James Bond, famously, has a license to kill. His government has told him that in service to the Queen, it is understood that he will sometimes have to kill people. That’s one of the things that comes with being Agent 007. If you watch the James Bond movies, you rarely see him feeling any remorse for killing someone. After all, he was serving Queen and Country. Based on the body count in some of the movies, he uses that license very liberally. 

Nobody questions whether or not someone had to be killed in a certain situation.  In fact, there are many scenes in the movies where Bond walks away in slow motion, calmly, even with a smile, as carnage he has cause explodes behind him. He doesn’t have to look back at the destruction he caused. Bond has a license.

In healthcare, you have a license too. Not to kill of course, we’re trying to do the opposite… but you do have a license. A license to wake a sleeping patient, to puncture someone’s skin and make them bleed, to ask them to take their clothes off in front of you, to limit their access to loved ones, to decide when they get relief from their pain, and on and on.
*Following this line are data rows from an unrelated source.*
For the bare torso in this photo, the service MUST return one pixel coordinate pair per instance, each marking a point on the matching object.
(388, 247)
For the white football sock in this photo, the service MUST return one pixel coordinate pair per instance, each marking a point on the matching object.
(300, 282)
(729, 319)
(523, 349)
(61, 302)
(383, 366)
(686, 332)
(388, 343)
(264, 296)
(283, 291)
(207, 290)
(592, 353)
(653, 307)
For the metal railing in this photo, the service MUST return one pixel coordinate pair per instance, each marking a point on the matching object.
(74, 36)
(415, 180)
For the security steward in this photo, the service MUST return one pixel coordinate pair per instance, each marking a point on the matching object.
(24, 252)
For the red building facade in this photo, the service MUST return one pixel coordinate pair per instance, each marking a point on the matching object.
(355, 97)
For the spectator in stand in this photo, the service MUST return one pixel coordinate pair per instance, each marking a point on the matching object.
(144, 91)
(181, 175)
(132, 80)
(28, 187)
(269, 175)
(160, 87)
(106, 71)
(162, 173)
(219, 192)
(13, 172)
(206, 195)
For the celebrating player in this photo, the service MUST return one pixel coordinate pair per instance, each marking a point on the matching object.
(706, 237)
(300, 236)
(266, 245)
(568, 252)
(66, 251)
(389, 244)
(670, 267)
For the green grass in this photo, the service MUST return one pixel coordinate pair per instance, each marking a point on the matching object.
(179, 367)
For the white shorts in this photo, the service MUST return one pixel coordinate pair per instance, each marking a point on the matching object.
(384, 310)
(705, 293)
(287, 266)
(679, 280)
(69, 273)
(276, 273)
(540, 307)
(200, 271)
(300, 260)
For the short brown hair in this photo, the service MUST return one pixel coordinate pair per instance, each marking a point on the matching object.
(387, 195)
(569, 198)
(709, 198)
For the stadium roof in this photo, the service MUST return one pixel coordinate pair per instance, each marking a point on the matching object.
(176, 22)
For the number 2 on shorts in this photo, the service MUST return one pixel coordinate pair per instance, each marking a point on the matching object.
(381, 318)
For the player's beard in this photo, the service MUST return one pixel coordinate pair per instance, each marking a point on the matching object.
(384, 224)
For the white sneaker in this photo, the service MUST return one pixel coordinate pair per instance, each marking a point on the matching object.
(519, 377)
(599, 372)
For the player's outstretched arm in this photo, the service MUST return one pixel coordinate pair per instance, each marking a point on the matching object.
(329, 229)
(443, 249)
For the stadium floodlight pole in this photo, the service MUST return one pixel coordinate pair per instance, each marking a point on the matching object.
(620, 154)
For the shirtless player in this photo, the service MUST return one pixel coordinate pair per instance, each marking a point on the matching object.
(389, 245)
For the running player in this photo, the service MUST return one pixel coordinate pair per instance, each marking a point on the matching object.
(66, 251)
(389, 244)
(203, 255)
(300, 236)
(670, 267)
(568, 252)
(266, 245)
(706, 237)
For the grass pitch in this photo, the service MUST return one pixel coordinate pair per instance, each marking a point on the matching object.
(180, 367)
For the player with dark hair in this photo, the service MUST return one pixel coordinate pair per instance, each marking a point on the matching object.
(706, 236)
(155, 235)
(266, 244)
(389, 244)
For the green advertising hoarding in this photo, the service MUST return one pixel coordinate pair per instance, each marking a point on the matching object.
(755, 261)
That’s very powerful.

When you walk into a room to draw blood, you aren’t required to ask permission. They are the patient. Their skin will be punctured and they WILL bleed. There is no debating this. You have orders. You have a license.  Call yourself Agent 008.

It is easy to take this license too lightly. After all, we have work to do in the service of Queen and Country. But you must always use this license with a tremendous dose of human kindness. Otherwise, at the end of your patient interaction, you’ll be like James Bond, walking out of the room without looking back to see any collateral damage. James Bond swoops in, guns blazing, and “takes care of business.” In healthcare, we have to enter softly, use our license gently, and always be careful to prevent the explosion, not cause it.

You have orders. And you have a license. Use them carefully.